Performing two-tailed t-test on the dataset to analyse our hypothesis

In [12]:
t_value, p_value = stats.ttest_ind(df_female['Total Marks'], df_male['Total Marks'], alternative='two-sided')

In [13]:
print("The t value of means is: ", round(t_value, 3))
print("The p value based on the t score is: ", round(p_value, 3))

The t value of means is:  0.694
The p value based on the t score is:  0.494


#### Insights:
- For the t value of 0.694, we get a p value of 0.494
- P value is much higher than $\alpha$ = 0.05
- So we fail to reject the null hypothesis that the average scores are equal.
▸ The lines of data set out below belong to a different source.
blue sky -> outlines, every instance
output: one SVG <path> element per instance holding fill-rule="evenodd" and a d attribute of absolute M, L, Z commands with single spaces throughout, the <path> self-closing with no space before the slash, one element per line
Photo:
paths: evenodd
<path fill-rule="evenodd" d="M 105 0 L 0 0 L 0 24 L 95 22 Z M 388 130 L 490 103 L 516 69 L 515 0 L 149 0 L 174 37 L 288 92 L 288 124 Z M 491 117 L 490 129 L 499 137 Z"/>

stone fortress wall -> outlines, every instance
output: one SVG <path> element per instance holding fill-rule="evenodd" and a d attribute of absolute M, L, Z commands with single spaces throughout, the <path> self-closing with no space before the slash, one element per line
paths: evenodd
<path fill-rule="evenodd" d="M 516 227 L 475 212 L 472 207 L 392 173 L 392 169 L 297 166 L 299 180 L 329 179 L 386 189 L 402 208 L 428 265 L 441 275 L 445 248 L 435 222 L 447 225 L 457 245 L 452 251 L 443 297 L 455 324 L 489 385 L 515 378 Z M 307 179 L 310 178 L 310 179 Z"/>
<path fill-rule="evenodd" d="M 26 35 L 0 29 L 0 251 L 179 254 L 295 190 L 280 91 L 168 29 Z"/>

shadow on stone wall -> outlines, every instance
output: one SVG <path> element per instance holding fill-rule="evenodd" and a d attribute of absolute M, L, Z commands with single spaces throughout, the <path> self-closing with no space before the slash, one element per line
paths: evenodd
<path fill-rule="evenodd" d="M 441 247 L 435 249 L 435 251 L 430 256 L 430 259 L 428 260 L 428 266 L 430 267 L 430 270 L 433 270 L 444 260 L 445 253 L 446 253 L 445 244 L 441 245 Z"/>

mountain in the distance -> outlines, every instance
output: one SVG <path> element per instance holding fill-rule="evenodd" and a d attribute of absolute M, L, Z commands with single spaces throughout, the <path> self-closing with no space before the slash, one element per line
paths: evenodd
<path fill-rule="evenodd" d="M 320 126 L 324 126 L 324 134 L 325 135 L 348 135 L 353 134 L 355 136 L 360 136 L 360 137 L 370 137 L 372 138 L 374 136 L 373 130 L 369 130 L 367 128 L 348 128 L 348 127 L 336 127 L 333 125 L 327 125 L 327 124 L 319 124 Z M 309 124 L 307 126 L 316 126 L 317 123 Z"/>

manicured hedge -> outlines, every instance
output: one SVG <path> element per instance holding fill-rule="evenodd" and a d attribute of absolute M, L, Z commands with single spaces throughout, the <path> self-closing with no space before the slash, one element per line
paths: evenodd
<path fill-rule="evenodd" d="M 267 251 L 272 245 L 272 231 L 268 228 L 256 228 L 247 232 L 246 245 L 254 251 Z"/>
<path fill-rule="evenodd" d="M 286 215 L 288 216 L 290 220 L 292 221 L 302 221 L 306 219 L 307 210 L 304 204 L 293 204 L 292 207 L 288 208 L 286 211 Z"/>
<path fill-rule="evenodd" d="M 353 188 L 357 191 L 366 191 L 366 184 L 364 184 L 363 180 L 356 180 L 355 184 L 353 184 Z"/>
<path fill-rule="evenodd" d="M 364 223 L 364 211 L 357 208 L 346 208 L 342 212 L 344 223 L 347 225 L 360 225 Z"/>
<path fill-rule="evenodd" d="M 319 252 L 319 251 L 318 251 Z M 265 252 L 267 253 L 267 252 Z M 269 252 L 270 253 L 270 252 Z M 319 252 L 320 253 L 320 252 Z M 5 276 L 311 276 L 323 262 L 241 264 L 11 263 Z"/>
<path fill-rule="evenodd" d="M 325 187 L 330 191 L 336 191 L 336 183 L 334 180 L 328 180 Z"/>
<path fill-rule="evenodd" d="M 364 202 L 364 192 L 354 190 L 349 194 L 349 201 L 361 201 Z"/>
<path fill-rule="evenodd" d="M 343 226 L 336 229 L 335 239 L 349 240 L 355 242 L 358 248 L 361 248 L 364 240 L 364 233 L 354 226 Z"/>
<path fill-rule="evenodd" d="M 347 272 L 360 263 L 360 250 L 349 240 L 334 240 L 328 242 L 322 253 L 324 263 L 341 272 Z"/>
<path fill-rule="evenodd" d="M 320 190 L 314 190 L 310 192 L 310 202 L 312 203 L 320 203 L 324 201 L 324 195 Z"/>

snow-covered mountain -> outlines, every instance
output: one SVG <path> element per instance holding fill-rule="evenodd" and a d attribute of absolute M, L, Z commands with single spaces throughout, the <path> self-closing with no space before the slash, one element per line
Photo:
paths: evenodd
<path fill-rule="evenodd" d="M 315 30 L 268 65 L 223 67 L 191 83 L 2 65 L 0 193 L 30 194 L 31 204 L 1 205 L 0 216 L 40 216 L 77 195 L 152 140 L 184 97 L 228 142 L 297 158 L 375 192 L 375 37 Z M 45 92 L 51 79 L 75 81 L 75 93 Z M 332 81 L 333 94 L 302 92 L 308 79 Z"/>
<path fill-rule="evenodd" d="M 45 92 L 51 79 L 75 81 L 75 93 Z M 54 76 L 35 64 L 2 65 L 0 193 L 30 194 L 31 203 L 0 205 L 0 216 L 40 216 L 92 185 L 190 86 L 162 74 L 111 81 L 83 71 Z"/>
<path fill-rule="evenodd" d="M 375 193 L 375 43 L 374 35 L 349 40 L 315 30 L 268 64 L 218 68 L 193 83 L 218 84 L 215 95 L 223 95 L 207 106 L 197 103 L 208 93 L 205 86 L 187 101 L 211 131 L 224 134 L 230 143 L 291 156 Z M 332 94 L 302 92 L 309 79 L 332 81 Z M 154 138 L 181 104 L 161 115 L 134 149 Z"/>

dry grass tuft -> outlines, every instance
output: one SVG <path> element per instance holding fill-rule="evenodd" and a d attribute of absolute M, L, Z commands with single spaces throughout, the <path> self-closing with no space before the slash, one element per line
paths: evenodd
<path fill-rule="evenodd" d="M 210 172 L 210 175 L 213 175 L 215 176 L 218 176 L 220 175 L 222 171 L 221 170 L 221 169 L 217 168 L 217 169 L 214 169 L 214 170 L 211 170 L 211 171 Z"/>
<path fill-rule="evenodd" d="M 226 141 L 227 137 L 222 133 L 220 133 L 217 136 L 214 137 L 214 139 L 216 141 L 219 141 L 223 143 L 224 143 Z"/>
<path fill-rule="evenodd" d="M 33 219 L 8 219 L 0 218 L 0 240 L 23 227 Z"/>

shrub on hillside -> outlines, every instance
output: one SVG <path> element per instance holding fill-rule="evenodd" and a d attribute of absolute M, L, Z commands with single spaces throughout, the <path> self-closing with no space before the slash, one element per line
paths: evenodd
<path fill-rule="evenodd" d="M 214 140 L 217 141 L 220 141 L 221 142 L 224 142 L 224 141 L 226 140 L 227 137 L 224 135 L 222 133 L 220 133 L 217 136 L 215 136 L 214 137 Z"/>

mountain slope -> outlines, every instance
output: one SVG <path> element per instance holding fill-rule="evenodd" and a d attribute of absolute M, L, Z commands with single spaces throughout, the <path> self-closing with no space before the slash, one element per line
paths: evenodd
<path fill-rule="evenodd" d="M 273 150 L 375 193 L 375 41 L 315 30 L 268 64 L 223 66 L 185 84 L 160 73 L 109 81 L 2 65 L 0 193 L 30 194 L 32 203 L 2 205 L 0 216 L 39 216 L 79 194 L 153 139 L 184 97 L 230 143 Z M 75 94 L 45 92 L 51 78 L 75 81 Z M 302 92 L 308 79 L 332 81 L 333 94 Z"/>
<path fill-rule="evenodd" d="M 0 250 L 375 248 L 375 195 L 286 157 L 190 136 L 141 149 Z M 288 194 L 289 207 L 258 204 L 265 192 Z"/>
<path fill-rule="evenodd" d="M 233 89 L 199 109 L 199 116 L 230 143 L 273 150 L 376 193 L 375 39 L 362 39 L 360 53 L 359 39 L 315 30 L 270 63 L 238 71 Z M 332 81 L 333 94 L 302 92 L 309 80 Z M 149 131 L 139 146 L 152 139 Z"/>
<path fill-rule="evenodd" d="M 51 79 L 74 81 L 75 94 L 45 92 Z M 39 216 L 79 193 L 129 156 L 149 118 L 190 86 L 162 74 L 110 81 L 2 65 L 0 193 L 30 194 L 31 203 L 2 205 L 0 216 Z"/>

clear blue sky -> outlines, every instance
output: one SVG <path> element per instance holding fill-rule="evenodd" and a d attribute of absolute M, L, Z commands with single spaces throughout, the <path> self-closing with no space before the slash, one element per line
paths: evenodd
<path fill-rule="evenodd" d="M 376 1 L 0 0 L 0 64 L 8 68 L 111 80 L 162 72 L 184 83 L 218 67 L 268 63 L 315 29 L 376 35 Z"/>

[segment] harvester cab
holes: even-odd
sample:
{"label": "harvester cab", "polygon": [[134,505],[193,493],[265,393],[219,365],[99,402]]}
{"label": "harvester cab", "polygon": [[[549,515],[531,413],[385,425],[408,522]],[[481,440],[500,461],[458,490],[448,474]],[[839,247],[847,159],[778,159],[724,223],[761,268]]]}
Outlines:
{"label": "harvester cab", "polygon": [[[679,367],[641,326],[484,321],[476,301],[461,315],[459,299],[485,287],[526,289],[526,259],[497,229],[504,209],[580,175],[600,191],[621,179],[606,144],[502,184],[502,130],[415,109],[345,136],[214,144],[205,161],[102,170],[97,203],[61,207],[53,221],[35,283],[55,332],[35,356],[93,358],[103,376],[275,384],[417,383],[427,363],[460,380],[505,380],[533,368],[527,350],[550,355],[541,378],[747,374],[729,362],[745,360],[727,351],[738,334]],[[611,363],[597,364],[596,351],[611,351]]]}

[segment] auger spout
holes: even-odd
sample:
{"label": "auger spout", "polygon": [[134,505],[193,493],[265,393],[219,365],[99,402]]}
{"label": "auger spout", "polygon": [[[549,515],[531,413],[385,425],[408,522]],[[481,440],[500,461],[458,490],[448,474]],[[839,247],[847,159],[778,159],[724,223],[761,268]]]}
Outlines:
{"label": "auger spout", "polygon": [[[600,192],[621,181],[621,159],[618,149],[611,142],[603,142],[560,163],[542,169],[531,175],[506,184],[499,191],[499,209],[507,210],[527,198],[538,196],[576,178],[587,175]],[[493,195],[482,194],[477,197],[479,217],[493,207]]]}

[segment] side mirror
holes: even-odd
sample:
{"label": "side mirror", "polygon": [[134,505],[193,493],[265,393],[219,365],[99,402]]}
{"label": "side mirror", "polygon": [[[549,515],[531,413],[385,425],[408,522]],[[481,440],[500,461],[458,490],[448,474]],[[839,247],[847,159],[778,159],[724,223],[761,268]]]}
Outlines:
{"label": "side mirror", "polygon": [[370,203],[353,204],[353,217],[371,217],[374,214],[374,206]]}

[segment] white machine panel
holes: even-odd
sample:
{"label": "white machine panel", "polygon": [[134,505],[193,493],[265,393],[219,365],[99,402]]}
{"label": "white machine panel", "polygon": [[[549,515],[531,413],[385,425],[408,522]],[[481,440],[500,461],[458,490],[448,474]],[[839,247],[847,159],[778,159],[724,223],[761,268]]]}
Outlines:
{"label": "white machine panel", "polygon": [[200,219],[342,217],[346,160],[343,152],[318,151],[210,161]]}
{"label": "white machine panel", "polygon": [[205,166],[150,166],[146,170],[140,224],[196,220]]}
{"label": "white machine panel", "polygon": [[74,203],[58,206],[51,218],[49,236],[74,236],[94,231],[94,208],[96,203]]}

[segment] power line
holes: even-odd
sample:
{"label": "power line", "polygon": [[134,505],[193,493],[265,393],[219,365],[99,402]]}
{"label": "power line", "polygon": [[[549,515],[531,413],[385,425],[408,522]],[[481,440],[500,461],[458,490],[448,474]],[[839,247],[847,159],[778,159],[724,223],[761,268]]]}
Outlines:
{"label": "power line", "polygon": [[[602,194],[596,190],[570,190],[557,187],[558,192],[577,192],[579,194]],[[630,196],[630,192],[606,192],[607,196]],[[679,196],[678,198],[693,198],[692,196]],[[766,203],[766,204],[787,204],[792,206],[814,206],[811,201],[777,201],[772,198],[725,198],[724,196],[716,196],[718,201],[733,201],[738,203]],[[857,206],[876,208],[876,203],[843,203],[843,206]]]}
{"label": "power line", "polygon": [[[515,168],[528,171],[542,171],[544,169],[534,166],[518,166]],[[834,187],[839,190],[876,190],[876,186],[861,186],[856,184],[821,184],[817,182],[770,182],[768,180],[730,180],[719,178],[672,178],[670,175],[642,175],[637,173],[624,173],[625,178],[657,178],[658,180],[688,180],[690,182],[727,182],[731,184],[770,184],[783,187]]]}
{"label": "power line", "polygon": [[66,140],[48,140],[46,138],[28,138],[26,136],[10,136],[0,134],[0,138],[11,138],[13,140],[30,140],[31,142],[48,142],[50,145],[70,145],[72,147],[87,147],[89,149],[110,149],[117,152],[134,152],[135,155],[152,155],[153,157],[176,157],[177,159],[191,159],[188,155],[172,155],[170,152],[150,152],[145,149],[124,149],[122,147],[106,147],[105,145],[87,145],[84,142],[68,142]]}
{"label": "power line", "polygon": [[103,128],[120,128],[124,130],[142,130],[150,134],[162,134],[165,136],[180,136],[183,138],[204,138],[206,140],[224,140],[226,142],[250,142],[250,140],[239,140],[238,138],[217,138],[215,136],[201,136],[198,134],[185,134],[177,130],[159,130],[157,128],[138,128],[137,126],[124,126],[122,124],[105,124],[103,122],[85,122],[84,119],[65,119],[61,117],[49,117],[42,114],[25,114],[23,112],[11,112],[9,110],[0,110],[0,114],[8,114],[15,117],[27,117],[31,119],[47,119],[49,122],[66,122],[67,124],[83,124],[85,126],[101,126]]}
### 3. Usefullness of test preparation

In [14]:
df_course_yes = df.loc[df['Test preparation'] == 'completed']
df_course_yes.reset_index(drop= True, inplace=True)
df_course_yes

Unnamed: 0,Gender,Test preparation,Total Marks
0,female,completed,40
1,male,completed,44
2,male,completed,43
3,female,completed,48
4,male,completed,44
5,female,completed,50
6,female,completed,43


In [15]:
df_course_no = df.loc[df['Test preparation'] == 'none']
df_course_no.reset_index(drop = True, inplace=True)
df_course_no.head()

Unnamed: 0,Gender,Test preparation,Total Marks
0,male,none,14
1,female,none,28
2,female,none,18
3,female,none,48
4,female,none,21


In [16]:
df_course_yes.describe()

Unnamed: 0,Total Marks
count,7.0
mean,44.571429
std,3.359422
min,40.0
25%,43.0
50%,44.0
75%,46.0
max,50.0


In [17]:
df_course_no.describe()

Unnamed: 0,Total Marks
count,21.0
mean,28.238095
std,11.661495
min,12.0
25%,18.0
50%,27.0
75%,38.0
max,48.0


#### Insights:
- 7 students completed the test preparation course while 21 didn't
- The average marks of students who completed the course is 44.57
- The average marks of students who didn't complete is 28.24

#### Hypothesis:
- $H_{0}$ : The average score of students who completed vs students who didn't is equal
- $H_{a}$ : The average scores of students who completed are higher
- Significance value $\alpha$ : 0.05

Performing one-tailed t-test

In [18]:
t_value_2, p_value_2 = stats.ttest_ind(df_course_yes['Total Marks'], df_course_no['Total Marks'], alternative='greater')

In [19]:
print("The t value is: ", round(t_value_2, 3))
print("The p value is: ", round(p_value_2, 5))

The t value is:  3.614
The p value is:  0.00063


#### Insights:
- For the t value of 3.614, we get a p value of 0.00063
- P value is much lower than $\alpha$ = 0.05
- So we reject the null hypothesis that the scores are equal
- The students who completed the course have higher average score

#### Conclusion: 
> The test preparation course is usefull.